Doch erst sehr spät wurden von Horst Seehofers Bundesinnenministerium die Voraussetzungen für die Durchführung von Charterflügen geschaffen. Über sieben Monate blockierte es eine praktikable Lösung für eine Ausreise per Charterflug, bei der benötigte Visa direkt bei der Ankunft in Deutschland erteilt werden können. Durch die Blockade des Innenministeriums ist leider viel zu viel Zeit vergangen. Auch die Innenministerkonferenz bat im Juni um eine Prüfung dieses Vorgehens. Darüber hinaus lag keine verlässliche Namensliste der Ortskräfte aus dem Bereich des Bundesentwicklungsministeriums (BMZ) vor, auch jetzt sind die Listen nicht abschließend. Hier geht es u. a. um Mitarbeiter der GIZ oder der KfW in Afghanistan. Damit ist unklar, wer in diesem Bereich aktuell arbeitet und zum Kreis der Berechtigten gehört, wenn die Ortskräfte evakuiert werden sollen.

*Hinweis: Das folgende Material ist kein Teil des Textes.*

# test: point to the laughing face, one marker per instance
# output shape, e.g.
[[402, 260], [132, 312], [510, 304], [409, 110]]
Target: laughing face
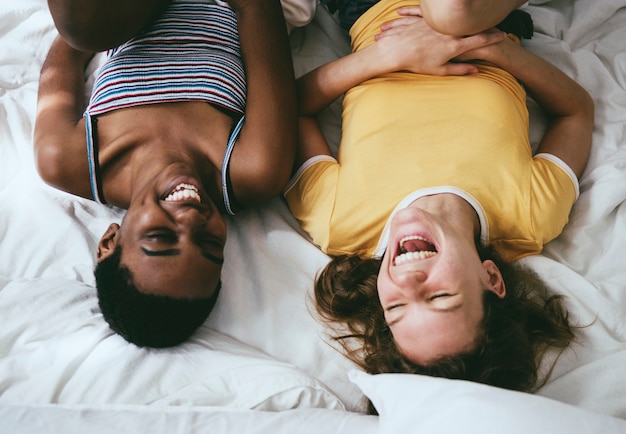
[[431, 286], [172, 236]]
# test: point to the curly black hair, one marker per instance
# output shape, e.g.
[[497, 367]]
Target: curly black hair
[[146, 320]]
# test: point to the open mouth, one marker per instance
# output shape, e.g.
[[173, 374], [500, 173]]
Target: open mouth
[[184, 192], [414, 248]]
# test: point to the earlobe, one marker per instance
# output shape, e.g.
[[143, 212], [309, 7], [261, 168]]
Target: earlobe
[[496, 282], [108, 242]]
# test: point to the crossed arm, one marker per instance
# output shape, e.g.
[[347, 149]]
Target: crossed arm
[[408, 43]]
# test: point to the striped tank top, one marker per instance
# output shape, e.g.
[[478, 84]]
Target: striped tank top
[[191, 53]]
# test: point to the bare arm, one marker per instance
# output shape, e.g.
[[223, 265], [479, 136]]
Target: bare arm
[[59, 137], [408, 45], [94, 25], [264, 155], [569, 107], [466, 17]]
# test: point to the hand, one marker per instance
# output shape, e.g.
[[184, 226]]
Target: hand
[[411, 45]]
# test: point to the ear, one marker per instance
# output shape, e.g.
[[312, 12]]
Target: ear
[[496, 282], [108, 242]]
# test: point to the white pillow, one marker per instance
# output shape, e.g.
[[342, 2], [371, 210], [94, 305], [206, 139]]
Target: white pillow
[[298, 12], [57, 348], [420, 404]]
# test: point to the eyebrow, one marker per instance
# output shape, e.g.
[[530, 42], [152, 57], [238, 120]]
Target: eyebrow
[[175, 252]]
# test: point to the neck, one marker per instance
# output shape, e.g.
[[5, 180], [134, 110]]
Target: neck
[[453, 209]]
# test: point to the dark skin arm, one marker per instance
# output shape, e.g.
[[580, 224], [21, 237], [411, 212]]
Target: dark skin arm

Viele Afghaninnen und Afghanen haben vor den Taliban die Flucht ergriffen. Familien mit Kindern suchen Schutz in den Nachbarländern. Jetzt muss es darum gehen, einer humanitären Notlage frühzeitig zu begegnen. Deutschland, Europa und die internationale Staatengemeinschaft müssen die Anrainerstaaten bei der Aufnahme und Versorgung afghanischer Flüchtlinge zügig unterstützen.
Die Taliban haben angekündigt, eine zivile Übergangregierung einzurichten und mit der internationalen Staatengemeinschaft den Austausch zu suchen. Wenn dies stimmt, müssen wir zusammen mit unseren internationalen Partnern und den Vereinten Nationen zügig Verbindung zu einer solchen Regierung aufbauen. Jede Chance, einen erneuten Bürgerkrieg in Afghanistan zu verhindern und das Erreichte zu wahren, muss genutzt werden.
Doch heute ist es zu früh, um eine abschließende Beurteilung des Afghanistan-Einsatzes vorzunehmen – auch wenn uns die Bilder, die wir im Minutentakt zu sehen bekommen, etwas anderes suggerieren. Bei der Komplexität und langen Geschichte des Engagements geht es darum, die Geschehnisse und die Ereignisse angemessen aufzuarbeiten. Wir haben als Fraktion in einem im Juni verabschiedeten Positionspapier deswegen eine Gesamtevaluierung des zivilen, polizeilichen und militärischen Engagements in Afghanistan gefordert. Um unser Handeln zu bewerten und Lehren für die Zukunft zu ziehen, fordern wir dafür die Einsetzung einer Enquête-Kommission des Deutschen Bundestages in der kommenden Legislaturperiode.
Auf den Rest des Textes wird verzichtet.